All Products
Search
Document Center

Container Service for Kubernetes:Features of ossfs 1.91 and later and ossfs performance benchmarking

Last Updated:Oct 18, 2024

ossfs allows you to access and manage Object Storage Service (OSS) objects in the same way as you manage local files. You can manage and share OSS objects seamlessly. The ossfs version is iterated together with the Container Storage Interface (CSI) component. If your clusters use CSI 1.30.1 or later, you can enable specific feature gates to update ossfs to 1.91 or later for improved file system performance. This topic introduces the features of ossfs 1.91 and later and describes how to benchmark ossfs.

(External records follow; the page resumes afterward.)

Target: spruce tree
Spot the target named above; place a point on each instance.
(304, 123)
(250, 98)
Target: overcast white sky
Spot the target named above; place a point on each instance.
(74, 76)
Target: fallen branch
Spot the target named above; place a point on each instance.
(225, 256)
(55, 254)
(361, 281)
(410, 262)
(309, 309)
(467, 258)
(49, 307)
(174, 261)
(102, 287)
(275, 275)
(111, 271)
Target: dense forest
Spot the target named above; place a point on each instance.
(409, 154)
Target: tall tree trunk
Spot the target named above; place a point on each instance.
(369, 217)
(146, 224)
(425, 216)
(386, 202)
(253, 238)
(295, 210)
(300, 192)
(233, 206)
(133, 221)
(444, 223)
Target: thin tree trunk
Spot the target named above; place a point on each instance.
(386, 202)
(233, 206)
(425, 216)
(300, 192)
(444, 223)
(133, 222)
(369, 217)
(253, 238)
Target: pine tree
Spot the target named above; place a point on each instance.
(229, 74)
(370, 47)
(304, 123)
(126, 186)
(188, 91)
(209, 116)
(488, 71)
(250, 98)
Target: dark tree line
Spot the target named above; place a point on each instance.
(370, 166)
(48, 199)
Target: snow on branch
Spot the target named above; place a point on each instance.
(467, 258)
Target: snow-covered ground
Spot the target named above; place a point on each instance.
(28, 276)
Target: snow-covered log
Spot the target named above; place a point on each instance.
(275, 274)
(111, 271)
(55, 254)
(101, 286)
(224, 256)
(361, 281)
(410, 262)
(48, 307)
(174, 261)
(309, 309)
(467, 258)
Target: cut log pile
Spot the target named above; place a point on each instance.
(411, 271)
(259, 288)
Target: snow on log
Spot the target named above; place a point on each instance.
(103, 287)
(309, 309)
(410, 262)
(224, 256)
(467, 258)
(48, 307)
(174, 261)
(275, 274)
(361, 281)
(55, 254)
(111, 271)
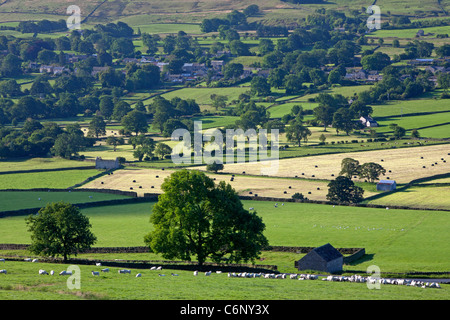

If you have high requirements on file systems, we recommend that you update ossfs to 1.91 or later. For more information about the applicable scenarios of ossfs 1.91 and later, see Best practices for ossfs 1.91 and later. For more information about how to update ossfs, see Update ossfs to 1.91 or later.

New features of ossfs 1.91 and later

Compared with ossfs 1.88.x, the following feature changes are applied in ossfs 1.91 and later. This section provides only a basic description of the feature changes. For more information about the feature changes and release notes for ossfs 1.91 and later, see ossfs changelog.

Important

The ossfs features are only supported on Elastic Compute Service (ECS) nodes.

Operation optimizations and issue fixes for POSIX

  • OSS volumes can be mounted to subpaths that do not exist in OSS buckets.

  • Zero-byte files can no longer be uploaded when you create an object in OSS. The issue that the EntityTooSmall error occasionally occurs when you use multipart upload is fixed. Append operations are improved.

  • The default values of specific parameters are modified based on the versions of open source ossfs and the results of performance benchmarking.

    Parameter

    Description

    Default value for ossfs 1.88.x

    Default value for ossfs 1.91 and later

    stat_cache_expire

    The validity period of metadata. Unit: seconds.

    -1 (The metadata never expires)

    900

    multipart_threshold

    The size threshold for files that can be uploaded by using multipart upload. Unit: MB.

    5 x 1024

    25

    max_dirty_data

    The size threshold for forcefully flushing dirty data to disks. Unit: MB.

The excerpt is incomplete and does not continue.